魅力いっぱい、だけど認知度低すぎ? 「伊予灘ものがたり」に乗って分かったこと:杉山淳一の時事日想(4/4 ページ)
年初に「2014年の鉄道旅は四国だ」と書いたけど、いまひとつ盛り上がりに欠けた。そこでJR四国の観光列車「伊予灘ものがたり」に乗ってみた。予測した通り満足度の高い旅だった。ただし、回遊性と発信力についてはさらなる努力が必要と感じた。
食事メニューが少ない、宣伝も不十分
私が乗った伊予灘ものがたりは半分の座席が空いていた。これも残念なところ。良い列車を走らせていてもお客が集まらない。乗車日は11月の勤労感謝の日で、連休の行楽日和である。デビューして半年も経たないわけで、集客が落ち着くには早すぎる。その原因は一言で「発信力不足」に尽きる。

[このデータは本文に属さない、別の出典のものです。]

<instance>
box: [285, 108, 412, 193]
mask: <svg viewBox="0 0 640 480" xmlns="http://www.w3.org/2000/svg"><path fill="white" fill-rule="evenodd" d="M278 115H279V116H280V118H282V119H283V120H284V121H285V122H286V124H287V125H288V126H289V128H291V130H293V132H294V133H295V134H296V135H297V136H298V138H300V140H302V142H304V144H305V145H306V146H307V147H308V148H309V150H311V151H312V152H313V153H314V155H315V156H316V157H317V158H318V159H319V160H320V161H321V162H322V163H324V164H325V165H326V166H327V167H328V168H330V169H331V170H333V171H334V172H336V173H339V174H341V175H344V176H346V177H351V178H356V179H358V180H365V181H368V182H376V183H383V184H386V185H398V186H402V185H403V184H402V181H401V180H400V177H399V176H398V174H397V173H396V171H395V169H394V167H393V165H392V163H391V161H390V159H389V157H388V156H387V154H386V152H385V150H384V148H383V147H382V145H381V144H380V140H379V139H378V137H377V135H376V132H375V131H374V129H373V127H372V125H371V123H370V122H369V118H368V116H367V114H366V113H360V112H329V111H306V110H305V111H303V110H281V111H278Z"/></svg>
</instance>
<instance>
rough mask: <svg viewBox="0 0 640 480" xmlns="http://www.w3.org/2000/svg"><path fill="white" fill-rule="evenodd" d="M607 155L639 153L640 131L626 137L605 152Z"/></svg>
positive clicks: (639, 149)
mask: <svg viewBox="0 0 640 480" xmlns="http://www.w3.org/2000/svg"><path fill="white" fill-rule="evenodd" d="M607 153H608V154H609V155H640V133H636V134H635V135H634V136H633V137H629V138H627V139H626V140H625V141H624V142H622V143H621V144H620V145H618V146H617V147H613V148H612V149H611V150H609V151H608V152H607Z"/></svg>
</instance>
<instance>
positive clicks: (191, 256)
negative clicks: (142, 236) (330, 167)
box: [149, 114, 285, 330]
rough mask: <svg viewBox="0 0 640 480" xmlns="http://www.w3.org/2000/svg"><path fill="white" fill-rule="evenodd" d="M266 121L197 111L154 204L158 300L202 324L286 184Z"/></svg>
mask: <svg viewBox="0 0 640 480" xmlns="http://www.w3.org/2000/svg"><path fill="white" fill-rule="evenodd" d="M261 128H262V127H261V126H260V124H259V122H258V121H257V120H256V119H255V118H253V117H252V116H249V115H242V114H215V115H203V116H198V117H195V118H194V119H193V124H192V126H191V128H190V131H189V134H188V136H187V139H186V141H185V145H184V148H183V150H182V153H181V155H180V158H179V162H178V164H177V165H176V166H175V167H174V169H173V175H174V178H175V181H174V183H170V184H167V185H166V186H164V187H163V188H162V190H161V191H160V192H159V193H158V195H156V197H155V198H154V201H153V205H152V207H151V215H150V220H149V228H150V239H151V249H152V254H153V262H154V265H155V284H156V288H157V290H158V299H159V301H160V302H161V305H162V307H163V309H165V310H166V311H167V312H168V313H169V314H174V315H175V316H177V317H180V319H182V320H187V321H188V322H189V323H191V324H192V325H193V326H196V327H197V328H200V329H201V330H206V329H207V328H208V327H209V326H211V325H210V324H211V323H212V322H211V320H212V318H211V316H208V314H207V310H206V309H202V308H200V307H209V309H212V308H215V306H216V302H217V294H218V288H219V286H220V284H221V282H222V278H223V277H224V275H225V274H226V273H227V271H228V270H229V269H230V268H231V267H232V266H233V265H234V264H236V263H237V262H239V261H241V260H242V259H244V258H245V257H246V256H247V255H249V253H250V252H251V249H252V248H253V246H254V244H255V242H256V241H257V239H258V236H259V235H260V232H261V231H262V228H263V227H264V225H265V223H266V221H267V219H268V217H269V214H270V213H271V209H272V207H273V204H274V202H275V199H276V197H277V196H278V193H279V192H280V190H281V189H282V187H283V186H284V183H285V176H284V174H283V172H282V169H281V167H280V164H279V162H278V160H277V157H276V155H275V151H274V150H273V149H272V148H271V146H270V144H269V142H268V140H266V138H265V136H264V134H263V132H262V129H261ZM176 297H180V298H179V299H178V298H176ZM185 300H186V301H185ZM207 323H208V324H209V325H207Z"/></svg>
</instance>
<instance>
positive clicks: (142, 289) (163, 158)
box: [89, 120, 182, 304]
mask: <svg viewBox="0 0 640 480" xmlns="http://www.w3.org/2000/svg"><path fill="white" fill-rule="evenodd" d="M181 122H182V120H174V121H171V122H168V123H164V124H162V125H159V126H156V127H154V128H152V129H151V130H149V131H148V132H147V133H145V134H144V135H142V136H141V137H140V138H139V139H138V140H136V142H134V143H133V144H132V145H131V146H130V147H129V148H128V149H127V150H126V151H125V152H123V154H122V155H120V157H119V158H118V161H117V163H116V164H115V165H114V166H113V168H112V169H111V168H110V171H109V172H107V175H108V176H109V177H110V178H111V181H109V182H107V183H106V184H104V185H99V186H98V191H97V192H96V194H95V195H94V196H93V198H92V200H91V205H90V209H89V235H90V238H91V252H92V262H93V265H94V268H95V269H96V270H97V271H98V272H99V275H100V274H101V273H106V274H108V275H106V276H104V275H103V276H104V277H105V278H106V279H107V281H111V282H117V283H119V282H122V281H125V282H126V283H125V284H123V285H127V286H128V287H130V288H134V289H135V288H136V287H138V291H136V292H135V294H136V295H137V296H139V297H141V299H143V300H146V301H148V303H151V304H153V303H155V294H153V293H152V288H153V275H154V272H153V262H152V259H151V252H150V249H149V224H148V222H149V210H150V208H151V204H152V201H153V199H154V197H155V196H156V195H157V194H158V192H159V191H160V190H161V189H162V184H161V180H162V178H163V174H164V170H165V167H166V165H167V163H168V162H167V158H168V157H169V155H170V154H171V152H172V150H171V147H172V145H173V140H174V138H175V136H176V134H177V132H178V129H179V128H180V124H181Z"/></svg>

まず、食事システムが正しく伝わっていない。食事メニューのない道後編以外はすべて食事メニューがあるので予約が必要な印象を受ける。これでは、私のような偏食者には厳しい。実際は食事なしで乗車しても構わないし、どの列車にもカフェメニューがある。ビールとソーセージを注文して心地よく酔ってもいいし、スイーツとお茶、ソフトドリンクだけでも車窓を楽しめる。これが伝わるだけでも集客は増えそうだ。

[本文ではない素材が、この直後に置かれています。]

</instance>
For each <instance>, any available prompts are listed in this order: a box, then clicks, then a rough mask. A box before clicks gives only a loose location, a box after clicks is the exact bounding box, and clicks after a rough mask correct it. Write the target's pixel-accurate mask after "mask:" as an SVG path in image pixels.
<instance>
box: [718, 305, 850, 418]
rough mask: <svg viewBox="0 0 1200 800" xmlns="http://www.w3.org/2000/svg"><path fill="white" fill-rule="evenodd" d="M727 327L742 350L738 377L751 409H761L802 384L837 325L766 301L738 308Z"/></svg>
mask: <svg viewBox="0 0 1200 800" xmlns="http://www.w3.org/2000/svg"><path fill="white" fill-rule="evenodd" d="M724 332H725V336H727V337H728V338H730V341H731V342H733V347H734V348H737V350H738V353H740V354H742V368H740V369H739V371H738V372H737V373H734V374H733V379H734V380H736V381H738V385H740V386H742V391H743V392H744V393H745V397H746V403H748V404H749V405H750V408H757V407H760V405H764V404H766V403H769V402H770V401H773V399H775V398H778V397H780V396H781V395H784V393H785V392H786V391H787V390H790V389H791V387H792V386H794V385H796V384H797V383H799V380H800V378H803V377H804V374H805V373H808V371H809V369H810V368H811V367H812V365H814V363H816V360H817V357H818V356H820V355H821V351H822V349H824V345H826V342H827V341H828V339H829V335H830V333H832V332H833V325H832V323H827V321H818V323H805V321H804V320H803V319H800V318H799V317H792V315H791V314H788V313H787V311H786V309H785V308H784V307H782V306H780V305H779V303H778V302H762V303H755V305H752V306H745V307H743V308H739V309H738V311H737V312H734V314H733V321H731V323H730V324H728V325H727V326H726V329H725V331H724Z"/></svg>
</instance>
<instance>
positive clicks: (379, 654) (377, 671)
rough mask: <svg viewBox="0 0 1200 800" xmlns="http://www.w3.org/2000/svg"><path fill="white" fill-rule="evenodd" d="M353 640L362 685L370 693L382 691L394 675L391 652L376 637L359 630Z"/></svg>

ただし、JR四国としては食事込みで集客したい考えだろう。ならば、選択肢がほしい。飛行機の機内食だってメインは2種類から選択できる。日本人すべてが刺身好き、海老フライ好きではない。肉料理や野菜料理の選択肢がほしい。予約制だから対応できるはずだ。これは伊予灘ものがたりだけではなく、予約制の食事付き列車すべてに言えることだが。
東京、大阪、福岡、札幌など大都市への宣伝は十分だろうか。申し訳ないけれど、列車の宣伝にとどまっては、多くの人々にとって運行区間がピンとこず、旅をイメージしにくい。
そこで提案したいルートは、伊予灘ものがたりと予土線を組み合わせた回遊ルートだ。JR四国にとって予土線は奥座敷。付近に空港がないから、最寄りの空港から予土線までは必ずJR四国の他の路線を利用するだろう。そうなると、高知空港からも松山空港からも、ほどよく特急列車に乗ってもらえる距離である。
つまり、予土線に集客すれば、前後の特急列車にも乗ってもらえるわけだ。JR四国はそれを知っているから予土線を盛り上げていると思う。もし奥座敷の立地に気付かず、イベント列車を走らせるには手頃な路線だという理由だけなら、もったいない話だ。
松山空港から松山駅はリムジンバスで15分と近い。何といっても道後温泉がある。鉄道ファン的には「坊ちゃん列車」もある。そして、伊予灘ものがたりと特急列車で宇和島へ、さらに予土線へ。窪川駅へ出れば特急に乗り継いで1時間で高知だ。とさでん交通と坂本龍馬の高知である。このルートでスムーズに乗り継げるダイヤを設定すれば、個人の旅行者だけではなく、旅行会社にもツアーを提案しやすくなるだろう。
両空港に乗り入れる航空会社とのタイアップもできそうだ。鉄道なら、東京からサンライズ瀬戸で終着駅の高松、あるいは瀬戸大橋を渡った坂出駅から新型特急電車8600系で松山へ向かうルートだって魅力的。以前実施されたように、サンライズの松山延長も望みたいところ。当時と違って、今は伊予灘ものがたりと予土線が魅力を放っている。
回遊ルートで提案すれば、メディアだって食いついてくるはず。どうして誰もやらなかったんだ。あれ、もしかしたら私の役目でもあったか。ということは、今年7月に伊予灘ものがたりがデビューしたとき、この記事を書いて応援すべきだった。ごめんなさい。